|Subject: MISNA: East Timor: Eyewitness
account of rampant violence
East Timor: Eyewitness account of rampant violence
The airport closing came amid violent clashes on Tuesday night among youth gangs armed with guns, bows and arrows and rocks along the main road to the airport, where a person was shot dead 
Wednesday, October 25, 2006
“Since April there has been no security for the population of Dili”, said Thomas Alvez, coadjutor and director of the Salesian Technical school in Dili, commenting on the closing of the airport of the capital after violent clashes between rival groups of youths over the past days that left at least two dead.
According to the international press, the closing came amid violent clashes on Tuesday night among youth gangs armed with guns, bows and arrows and rocks along the main road to the airport, where a person was shot dead, and this morning near the main air hub, where a resident was killed and twelve homes were torched.
“The fighting already began on Sunday morning and intensified until authorities yesterday decided to cancel all flights, at least until tomorrow because there are no security guarantees”, added Fr. Alvez from the Salesian Don Bosco center in Dili, situated near the airport.
“We cant leave our building. From here we can see rocks and broken glass on the street”, he added.
The clashes between the rival youth gangs, which in May had taken advantage of the unrest between soldiers to loot and torch stores, homes and government buildings, continue despite the presence of a 1,600-strong Australian-led multinational peace contingent.
“The government does not take care of the population and the around 100,000 displaced, and the international force has failed to contain the violence”, explained the missionary, specifying that “at times calm returns and we manage to resume our normal lives for two or three days, but then the fighting immediately restarts on the streets”.
Security has been fragile in the nation only independent since 2002 since the end of April when the former Prime Minister Mari Alkatiri removed some 600 army soldiers, almost half of the total force, originally from the west of the nation that had not shown up for service in protest against alleged discrimination by army commanders from the east.
The clashes that broke out between regular soldiers and the deserters unleashed unrest between rival groups of youths, looting and arson.
“It is unclear who is behind the violence. Many schools were destroyed and numerous youths no longer attend. Someone is undoubtedly paying them to foment the violence between the west and east. The tension between the two geographical areas never eased”, concluded Alvez.

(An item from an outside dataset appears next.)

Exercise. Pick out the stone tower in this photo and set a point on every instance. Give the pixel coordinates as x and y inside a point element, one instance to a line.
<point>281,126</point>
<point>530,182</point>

Missionary International Service News Agency (http://www.misna.org/ita/default.htm MISNA)
East Timor reopens airport after clashes
October 26, 2006 - 9:55AM
East Timor's main airport in the capital Dili has reopened, two days after it was closed following deadly clashes between groups of youths armed with guns, rocks, and bows and arrows.
The closure of the main air hub highlights the fragile security situation in the fledging nation, despite the presence of an Australian-led peacekeeping force.
"We have reopened the airport today and many of our employees have come to work. A police post will be opened at the airport," said Romaldo da Silva, director of the East Timor civilian aviation authority.
He said the clashes had caused minor damage to the airport.
The gang fights began at the weekend.
Since Tuesday at least two people have died - one that day on a main road leading to the airport, another early on Wednesday in another clash.
Other reports say the death toll from five days of gang warfare is as high as six, with more than 50 injured.
Australia's Foreign Minister Alexander Downer put the death toll at four.
The clashes broke out despite the presence of Australian troops, who led a force of foreign peacekeepers to East Timor in late May to quell fighting that pitted rival factions in the young country's security force.
Mr Downer said Australian security forces in East Timor were investigating the violence.
"One of the possibilities is that this is linked to the United Nations report that has just been published drawing attention to prosecutions that could take place in East Timor," he said.
A UN report issued earlier this month called for prosecutions and further investigations against high-ranking Timor officials over the arming of civilians during a wave of violence in the tiny nation in May.